“Always and everywhere, what is valuable is rare or requires great effort to obtain; what is cheap is easily obtained with little effort.”
Adam Smith
The measurable value structure of a business and the unit of measurement for business size is money, and managing money is the second most important factor for an entrepreneur after the business idea. For this reason, the cash flow statement is one of the most important financial statements for businesses, published alongside the balance sheet and income statement. Cash flow, one of the most critical factors for a business’s survival and growth, is a mirror reflecting the company’s financial health.
What Is the Concept of Cash Flow?
Cash flow is the amount of cash entering and leaving a business/company. Businesses receive money as income from various sales and spend money on expenses. They can also generate income from interest, dividends, investments, royalties, and licensing agreements, and may sell products on credit (with deferred payment) hoping to receive the money later.
Evaluating the amount, timing, and uncertainty of cash flow, along with its sources and destinations, is one of the main objectives of financial reporting. Additionally, a cash flow statement is necessary to assess a company’s liquidity, flexibility, and overall financial performance.
Cash flow or cash flow projection estimates incoming and outgoing cash based on past business performance. Even if sales are strong, a business may face cash shortages. It is essential to collect sales on time and ensure sufficient cash reserves for expenses until payments are received. Moreover, having a contingency plan ready in any extraordinary situation is important for business continuity.
In cash flow forecasting, instead of ignoring credit sales, accounts payable, and accrued expenses, the focus is on actual expected revenue and actual expenses to be paid during a certain period. Past cash flow statements can also be used to forecast expenses for the projected period.
From a financial statements perspective, profitable companies can still run out of cash if they do not manage both profits and cash. For example, certain expenses not reflected in the income statement, such as inventory costs, debt repayments, and new equipment or asset purchases, reduce cash but do not reduce profitability. Therefore, a business may appear profitable while spending money. Likewise, payments from domestic and international sales recorded as income may not be collected immediately. They do not appear in the bank account until the customer pays. Therefore, cash flow forecasting is very important. This forecast helps predict how much money will be in the bank at the end of each month, regardless of how profitable the business is.
Why Is Cash Flow Important? Cash flow affects not only liquidity but also a company’s growth potential, investment decisions, and debt management.
There are several methods for cash flow forecasting, such as the Direct Method and the Indirect Method. These involve creating a cash flow statement for businesses with additional information and commentary based on historical financial statements. As S. Can Karaşıklı states in his book “Find Me a Good Financial Officer”, “Cash is King,” and unlike other financial statements, cash flow statements are dynamic.

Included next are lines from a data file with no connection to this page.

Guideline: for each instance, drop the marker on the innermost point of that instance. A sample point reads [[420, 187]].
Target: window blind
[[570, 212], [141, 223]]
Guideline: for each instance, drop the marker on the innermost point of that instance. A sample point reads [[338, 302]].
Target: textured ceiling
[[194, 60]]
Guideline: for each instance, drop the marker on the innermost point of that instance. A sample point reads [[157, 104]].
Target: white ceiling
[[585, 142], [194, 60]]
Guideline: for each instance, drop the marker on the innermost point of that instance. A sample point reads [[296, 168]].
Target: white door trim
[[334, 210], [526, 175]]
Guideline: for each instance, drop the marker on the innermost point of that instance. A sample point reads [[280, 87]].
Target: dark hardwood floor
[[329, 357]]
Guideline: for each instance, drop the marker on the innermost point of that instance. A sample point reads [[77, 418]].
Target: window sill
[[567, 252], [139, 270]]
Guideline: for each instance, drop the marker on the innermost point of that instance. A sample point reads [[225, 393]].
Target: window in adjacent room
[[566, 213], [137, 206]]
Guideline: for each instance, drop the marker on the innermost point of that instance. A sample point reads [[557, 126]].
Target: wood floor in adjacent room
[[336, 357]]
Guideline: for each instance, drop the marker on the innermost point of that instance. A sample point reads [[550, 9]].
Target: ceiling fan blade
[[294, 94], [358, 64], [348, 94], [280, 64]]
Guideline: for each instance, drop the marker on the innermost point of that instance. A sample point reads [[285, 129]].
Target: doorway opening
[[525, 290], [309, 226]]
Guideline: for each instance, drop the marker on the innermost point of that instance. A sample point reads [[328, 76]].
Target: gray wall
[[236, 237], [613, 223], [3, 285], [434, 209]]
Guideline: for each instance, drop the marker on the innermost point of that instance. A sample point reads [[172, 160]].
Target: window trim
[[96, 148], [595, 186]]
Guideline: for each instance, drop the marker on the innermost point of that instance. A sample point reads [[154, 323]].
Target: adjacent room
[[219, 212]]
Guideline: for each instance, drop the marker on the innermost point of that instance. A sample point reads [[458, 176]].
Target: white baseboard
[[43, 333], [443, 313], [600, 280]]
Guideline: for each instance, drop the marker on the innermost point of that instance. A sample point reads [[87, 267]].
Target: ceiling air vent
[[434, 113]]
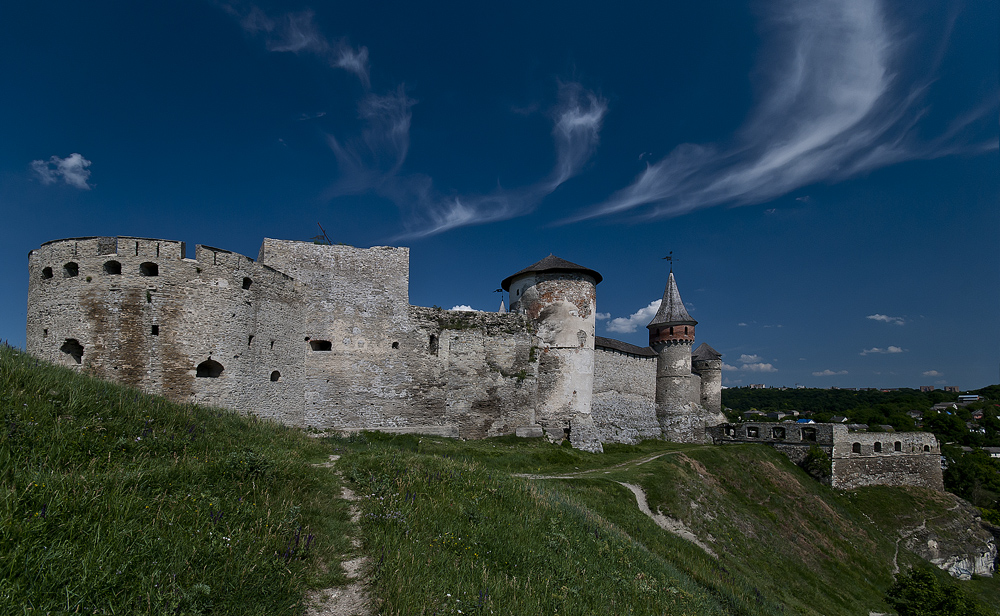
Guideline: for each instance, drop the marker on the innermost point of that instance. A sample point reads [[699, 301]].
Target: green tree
[[917, 592]]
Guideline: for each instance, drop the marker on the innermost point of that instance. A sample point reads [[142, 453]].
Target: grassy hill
[[119, 502]]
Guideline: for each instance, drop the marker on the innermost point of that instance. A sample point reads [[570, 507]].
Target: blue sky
[[825, 173]]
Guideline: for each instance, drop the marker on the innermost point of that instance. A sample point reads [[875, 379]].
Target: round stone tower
[[671, 334], [560, 298]]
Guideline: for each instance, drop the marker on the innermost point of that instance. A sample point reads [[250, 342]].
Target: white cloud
[[639, 318], [72, 170], [839, 96], [886, 319], [298, 33], [829, 372], [888, 350]]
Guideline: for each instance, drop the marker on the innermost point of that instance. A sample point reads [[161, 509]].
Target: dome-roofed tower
[[678, 392], [560, 298]]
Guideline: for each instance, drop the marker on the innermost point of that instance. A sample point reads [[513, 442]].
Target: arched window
[[209, 369], [73, 348], [321, 345]]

What drives companies to halt operations and enter bankruptcy is the inability to pay debts due to disruptions in cash flows. Three fundamental points are critical for business liquidity:
· Management of Operational Working Capital
· Tracking Current Cash Flow
· Establishing Funding Options in Advance to Finance Any Cash Shortfalls
While weekly cash flow statements are recommended for current cash flow, preparing daily cash flow can be more useful for tracking real payments and receipts.
At its simplest, the table should be prepared at the beginning of the month with cash inflows listed at the top, cash outflows at the bottom, and banks holding the cash at the very bottom. Based on the previous month’s cash flows, estimated income and expense items can be included in the table, and a projected budget can be incorporated for ease of use.
The most important point when preparing a forward-looking cash flow statement is to anticipate that planned cash outflows may occur on time, while planned cash inflows may not.
In conclusion, regularly monitoring your cash flow statement at both individual and corporate levels will ensure that your financial management is built on a strong foundation and will guarantee the long-term success of your business.